Pezzo dopo pezzo il marcio sta venendo fuori tutto. Il marcio della cosiddetta P4, quel sistema gelatinoso di poteri forti e oscuri che la procura di Napoli ha cominciato a portare allo scoperto e che fa capo a Luigi Bisignani. Chi è costui? Fino a qualche giorno fa un illustre sconosciuto per i più, eppure un uomo che sembra avere in pugno mezza Italia, vista la lunga lista di politici, ministri, big dell’industria e della finanza, vertici Rai che a lui si rivolgevano per qualsiasi cosa. Fa effetto leggere di come l’ex dg della Rai Mauro Masi lo consultasse intimorito per chiedere aiuto e conforto nella battaglia contro Michele Santoro e Annozero.
Insomma, Bisignani è uno di quelli che muove i fili. Sempre nell’ombra, ma sempre al centro dei più importanti giochi di potere, è diventato negli anni l’eminenza grigia dell’attuale maggioranza di centrodestra. Vicinissimo a Gianni Letta, già iscritto alla P2, ha subito una condanna nell’ambito dell’inchiesta “Mani Pulite” a 2 anni e 8 mesi per aver smistato la maxi-tangente Enimont nelle casse dello Ior; è stato poi indagato nell’inchiesta “Why not” di Luigi de Magistris.
Il breve profilo del personaggio aiuta a capire, almeno in parte, come abbia potuto costruire quella che si sta rivelando una vera e propria ragnatela occulta basata su informazioni riservate, appalti pilotati e scambi di favori, nomine dirigenziali e interventi normativi per alimentare la possibilità di controllo decisionale con la logica del ricatto e del favoreggiamento criminale. In questo modo, per anni, le sorti economiche e politiche dell’Italia sono state decise con i segreti meccanismi dell’affiliazione e della minaccia, influenzando le scelte di aziende pubbliche come Eni, Rai, Finmeccanica, Poligrafico dello Stato e le decisioni di Ministri, Sottosegretari e alti dirigenti statali. Il tutto alle spalle dei cittadini. È un quadro fosco e allarmante, che dipinge una democrazia a rischio e un Paese impantanato nella sottocultura del clientelismo.

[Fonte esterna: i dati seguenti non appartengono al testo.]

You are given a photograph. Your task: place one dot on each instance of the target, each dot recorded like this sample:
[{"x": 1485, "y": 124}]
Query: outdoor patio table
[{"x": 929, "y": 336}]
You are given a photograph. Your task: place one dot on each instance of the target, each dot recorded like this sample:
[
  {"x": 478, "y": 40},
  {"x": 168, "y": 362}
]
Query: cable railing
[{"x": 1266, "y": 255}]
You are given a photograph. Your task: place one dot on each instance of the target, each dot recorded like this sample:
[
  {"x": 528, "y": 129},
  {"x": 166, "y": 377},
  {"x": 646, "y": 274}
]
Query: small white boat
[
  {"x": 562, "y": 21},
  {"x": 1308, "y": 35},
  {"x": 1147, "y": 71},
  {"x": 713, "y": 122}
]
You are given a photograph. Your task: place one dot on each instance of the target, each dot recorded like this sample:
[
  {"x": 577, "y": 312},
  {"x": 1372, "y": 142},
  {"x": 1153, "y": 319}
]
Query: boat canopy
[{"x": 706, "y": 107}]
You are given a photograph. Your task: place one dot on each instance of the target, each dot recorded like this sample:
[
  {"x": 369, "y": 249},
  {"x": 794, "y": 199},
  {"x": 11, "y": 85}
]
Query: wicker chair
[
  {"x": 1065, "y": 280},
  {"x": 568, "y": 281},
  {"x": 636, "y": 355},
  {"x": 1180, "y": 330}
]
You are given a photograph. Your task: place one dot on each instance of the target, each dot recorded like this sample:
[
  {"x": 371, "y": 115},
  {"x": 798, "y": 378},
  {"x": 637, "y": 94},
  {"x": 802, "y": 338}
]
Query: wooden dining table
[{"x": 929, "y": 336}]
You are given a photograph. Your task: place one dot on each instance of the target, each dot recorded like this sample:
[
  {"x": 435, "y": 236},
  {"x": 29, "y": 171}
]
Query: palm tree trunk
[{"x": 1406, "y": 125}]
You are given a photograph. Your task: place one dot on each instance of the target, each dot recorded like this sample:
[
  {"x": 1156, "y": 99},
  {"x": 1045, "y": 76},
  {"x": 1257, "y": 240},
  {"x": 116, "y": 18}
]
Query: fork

Un quadro a cui oggi fa da contraltare, in un contrasto solo apparente, il gran raduno della Lega a Pontida. A voler cercare un comune denominatore con la vicenda P4 si può usare la parola ‘squallore’. Lo squallore dello stato maggiore leghista costretto a recitare una parte davanti al suo popolo deluso e arrabbiato, un popolo che quando Bossi ha detto che adesso non si può andare ad elezioni si è messo a fischiare. Fischi pesanti, un messaggio inequivocabile lanciato da gente stanca di essere costretta a stare al gancio di Berlusconi, stanca di essere presa in giro. Invece Bossi questo ha fatto anche oggi, con il finto ultimatum lanciato a Pontida. Chiacchiere buone per fare scena, propaganda senza sostanza subito smontata da Berlusconi e dai reggenti del Pdl. Il governo non farà le riforme, non ritirerà i nostri soldati in missione di guerra, non porterà i Ministeri al Nord. Non farà nulla di quanto chiesto a Pontida. E allora il bluff di Bossi si rivelerà in tutta la sua disarmante pochezza.